Boom collapse during pile extraction highlights FPS Guidance
It has been reported that a mobile crane has failed during construction of a £40 million supermarket scheme for Tesco on the former site of Rotherham Borough Council’s civic buildings in Rotherham. Eyewitnesses reported a “loud bang” as the boom failed.
The Construction Enquirer reports that the 80t all-terrain Demag crane was involved in pile extraction when a sudden shock load is understood to have caused the boom to recoil and bend at a right angle.
Emsley Crane Hire are said to own the 80t Demag, which had been called in to “lift the steel piles at ISG’s job”.
Director John Emsley told Construction Enquier that the retractable boom sequence had been set in the right configuration, but the boom had received a shock load during the pile extraction.

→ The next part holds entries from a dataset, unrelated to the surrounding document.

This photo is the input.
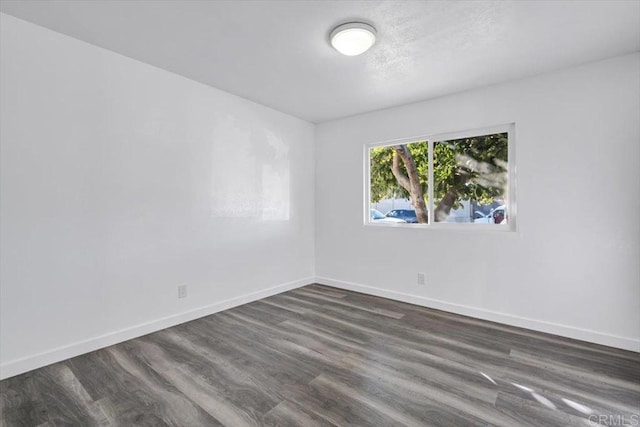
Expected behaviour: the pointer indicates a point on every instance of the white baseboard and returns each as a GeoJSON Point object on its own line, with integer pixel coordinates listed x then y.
{"type": "Point", "coordinates": [479, 313]}
{"type": "Point", "coordinates": [25, 364]}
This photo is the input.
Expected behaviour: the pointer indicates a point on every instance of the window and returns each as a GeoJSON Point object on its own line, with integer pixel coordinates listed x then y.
{"type": "Point", "coordinates": [462, 178]}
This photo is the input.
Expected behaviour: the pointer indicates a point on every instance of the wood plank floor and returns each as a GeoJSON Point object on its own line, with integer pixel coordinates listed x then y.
{"type": "Point", "coordinates": [323, 356]}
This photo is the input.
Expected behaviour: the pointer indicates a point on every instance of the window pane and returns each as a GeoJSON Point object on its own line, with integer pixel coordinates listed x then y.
{"type": "Point", "coordinates": [398, 182]}
{"type": "Point", "coordinates": [470, 178]}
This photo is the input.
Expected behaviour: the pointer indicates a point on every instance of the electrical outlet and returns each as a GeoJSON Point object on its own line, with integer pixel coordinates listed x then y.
{"type": "Point", "coordinates": [182, 291]}
{"type": "Point", "coordinates": [422, 279]}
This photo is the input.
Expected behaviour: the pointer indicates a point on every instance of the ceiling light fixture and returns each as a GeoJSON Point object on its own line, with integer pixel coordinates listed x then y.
{"type": "Point", "coordinates": [353, 38]}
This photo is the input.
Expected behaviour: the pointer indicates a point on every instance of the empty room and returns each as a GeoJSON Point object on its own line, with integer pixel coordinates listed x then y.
{"type": "Point", "coordinates": [319, 213]}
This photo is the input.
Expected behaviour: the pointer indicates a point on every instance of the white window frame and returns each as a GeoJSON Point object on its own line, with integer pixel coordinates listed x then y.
{"type": "Point", "coordinates": [511, 185]}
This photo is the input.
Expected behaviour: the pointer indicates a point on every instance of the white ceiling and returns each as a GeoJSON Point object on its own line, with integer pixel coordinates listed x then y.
{"type": "Point", "coordinates": [277, 53]}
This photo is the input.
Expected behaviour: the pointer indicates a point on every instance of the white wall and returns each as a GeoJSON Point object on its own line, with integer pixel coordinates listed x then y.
{"type": "Point", "coordinates": [120, 181]}
{"type": "Point", "coordinates": [572, 266]}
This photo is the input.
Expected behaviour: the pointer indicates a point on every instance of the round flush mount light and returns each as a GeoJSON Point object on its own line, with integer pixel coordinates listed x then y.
{"type": "Point", "coordinates": [353, 38]}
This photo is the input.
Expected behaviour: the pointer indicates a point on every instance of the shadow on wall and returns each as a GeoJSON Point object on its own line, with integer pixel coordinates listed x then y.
{"type": "Point", "coordinates": [250, 173]}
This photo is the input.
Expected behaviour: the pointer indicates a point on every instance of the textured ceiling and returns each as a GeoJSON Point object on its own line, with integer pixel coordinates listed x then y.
{"type": "Point", "coordinates": [277, 53]}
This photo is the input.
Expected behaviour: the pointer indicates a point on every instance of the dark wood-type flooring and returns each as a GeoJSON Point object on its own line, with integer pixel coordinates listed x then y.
{"type": "Point", "coordinates": [323, 356]}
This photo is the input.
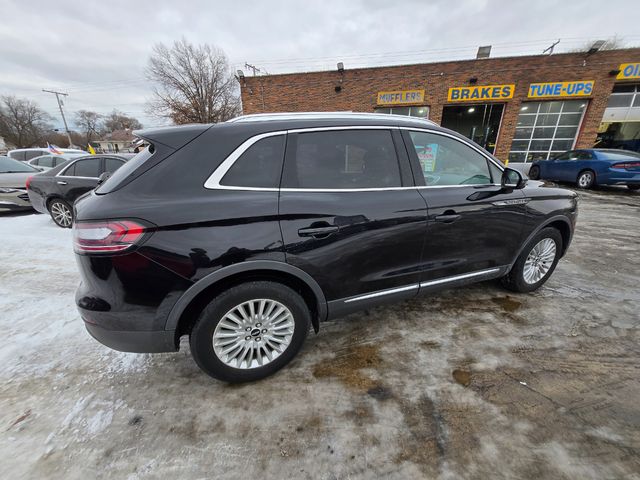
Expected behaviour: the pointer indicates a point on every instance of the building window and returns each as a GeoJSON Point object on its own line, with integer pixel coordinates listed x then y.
{"type": "Point", "coordinates": [420, 111]}
{"type": "Point", "coordinates": [545, 129]}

“The crane driver realised there was a problem and reacted immediately by slewing round to a safe area to rest the jib. Our company have immediately stopped this crane operation.
Unfortunately our crane was retracting piles with a pile extraction hammer under a CPA hire. Our crane was given a shock load from the hammer causing the jib failure.”
Federation of Piling Specialists Guidance
Extraction of temporary casings and temporary works piles is common within civil engineering and the piling industry. The Federation of Piling Specialists has published Notes for Guidance on the extraction of temporary casings and temporary piles within the piling industry.
FPS state that the document:
“considers the removal of temporary casings and temporary piles which is a common requirement of the industry and is an operation which may generate significant forces which are difficult to quantify.
The extraction process may require the use of rigs, cranes, purpose-built extractors, jacking systems or other means but whatever the system employed an assessment needs to be made of the specific operation being undertaken. The variables which contribute to the force required to extract a particular element are many, varied and difficult to calculate and are not only limited to the soils applying friction to the outside of the casing or pile.
To date, in most cases, assessments have been made on the basis of experience, however, following recent occurrences within the industry, the Safety and Training Committee, together with the HSE., identified that a more rigorous procedure was required and that a set of guidelines which outlined the various factors which need to be considered would be a useful tool, hence this document.”